Today has been a day full of so many different emotions. I wish that I could easily paint a picture for you, but I know that I can’t even come close. I’ve seen things today that I want to keep in my heart for forever but at the same time want to forget because of the hurt involved.
Today I had the great privilege to go to three houses in the Sinia Compound with two of my fellow team members along with a Zambian lady named Elizabeth (good name =) ) who works with an organization called TuliOne. In this organization, widows from the Wiphan program act basically as foster parents for orphaned children. They are given food each week, and the children attend school at Wiphan. These are amazing women who have been through so much. It was an honor and a privilege to be invited into their homes, to ask any questions I had, to really see how these people live.
There were two things that really struck me during our visits. For one, the first TuliOne house we went to had three sisters who are double orphans (both parents are dead). The oldest, Helen, has two precious little boys age five and three that also live there. Helen is 16 years old. Yes, you did the math correct. She was 11 when she delivered her first child. Think about the 11 year olds you know. Maybe it’s your daughter or your sister or someone from your church. Can you imagine that?
The second thing that got me this morning was a little girl named Anna. She is new in the TuliOne program and is in Grade 1 at Wiphan. She is a double orphan who went to live with her aunt. Not only did her aunt mistreat her, the other children her aunt took in mistreated her as well. Now Anna is in a loving home and receives food, clothes, and schooling. However, she won’t look anyone in the eye and hardly smiles. She is precious and beautiful but oh so very hurt.
This afternoon we held a conference at the Castle Lodge (where we are staying) for grades 3-7 from both schools (over 300 kids!). It was a wonderful time. The children were taught about living pure and holy lives for the Lord as well as the importance of forgiving those that have hurt us, how it is not our job to try to get them back but that God will fight for us (1 Thessalonians 4:6). They learned that God loves them, He is there Father even if they don’t have an earthly one. They learned that God has a big plan for them, even if people around them tell them they aren’t going anywhere.

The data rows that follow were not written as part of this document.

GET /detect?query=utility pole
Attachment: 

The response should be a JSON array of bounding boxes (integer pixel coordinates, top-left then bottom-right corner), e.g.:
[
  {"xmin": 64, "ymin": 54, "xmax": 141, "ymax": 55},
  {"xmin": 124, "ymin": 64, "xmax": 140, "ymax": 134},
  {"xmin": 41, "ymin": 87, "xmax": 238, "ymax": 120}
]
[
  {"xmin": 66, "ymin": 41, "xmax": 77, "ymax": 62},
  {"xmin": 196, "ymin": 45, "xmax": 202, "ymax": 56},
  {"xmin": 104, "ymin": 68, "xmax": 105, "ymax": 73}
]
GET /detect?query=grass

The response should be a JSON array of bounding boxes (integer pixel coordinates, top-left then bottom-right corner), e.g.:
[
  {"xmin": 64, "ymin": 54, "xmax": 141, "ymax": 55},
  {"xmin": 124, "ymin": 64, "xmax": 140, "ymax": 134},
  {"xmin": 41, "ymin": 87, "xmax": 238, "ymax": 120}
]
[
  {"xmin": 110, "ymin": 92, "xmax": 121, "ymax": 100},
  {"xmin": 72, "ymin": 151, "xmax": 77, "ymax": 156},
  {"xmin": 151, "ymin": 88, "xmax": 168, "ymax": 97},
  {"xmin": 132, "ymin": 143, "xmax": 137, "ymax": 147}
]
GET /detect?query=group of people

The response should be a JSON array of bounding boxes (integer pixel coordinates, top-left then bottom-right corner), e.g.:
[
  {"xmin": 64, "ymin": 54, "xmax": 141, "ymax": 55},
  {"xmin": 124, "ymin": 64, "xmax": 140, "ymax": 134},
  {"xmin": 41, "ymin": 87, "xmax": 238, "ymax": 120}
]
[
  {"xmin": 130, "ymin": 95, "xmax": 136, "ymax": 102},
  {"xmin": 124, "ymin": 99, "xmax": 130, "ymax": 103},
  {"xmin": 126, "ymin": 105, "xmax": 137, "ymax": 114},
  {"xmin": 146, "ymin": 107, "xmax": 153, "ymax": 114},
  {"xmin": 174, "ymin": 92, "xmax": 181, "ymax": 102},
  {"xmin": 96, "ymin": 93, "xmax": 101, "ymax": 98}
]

At the end, each child got a ring that has a cross and an icthus on it to remind them of these things. It was such a beautiful thing. Following that they got to celebrate with cokes and cake (such a treat!) and of course dancing.
My favorite part of the conference was when Mama Kunda (who first had the vision for Wiphan years ago) led everyone in a song sung in Bemba thanking God for everything they have. African singing gets me every time but today, oh my today I just about lost it! All because of the most precious little boy in Grade 3. I don’t know his name, I don’t know which Wiphan school he goes to, and I didn’t take a picture because I didn’t want to ruin the special moment. He started the song with his eyes shut and his hands folded. As the song went on, he began to sing harder and harder. He raised one hand, then the other. He put his hand on his head, he put his hands on his heart, eyes clenched shut the entire time. This little boy was worshipping with all his might, thanking God for all that he had. Think about that….for all that he had. I don’t know if he is a single or double orphan, I don’t know his living condition. But I can tell you this: he has a lot less than you and me.
I know that was really long so if you read the whole thing, congratulations. If you didn’t, and you just scrolled down know this: the people of Zambia are absolutely beautiful.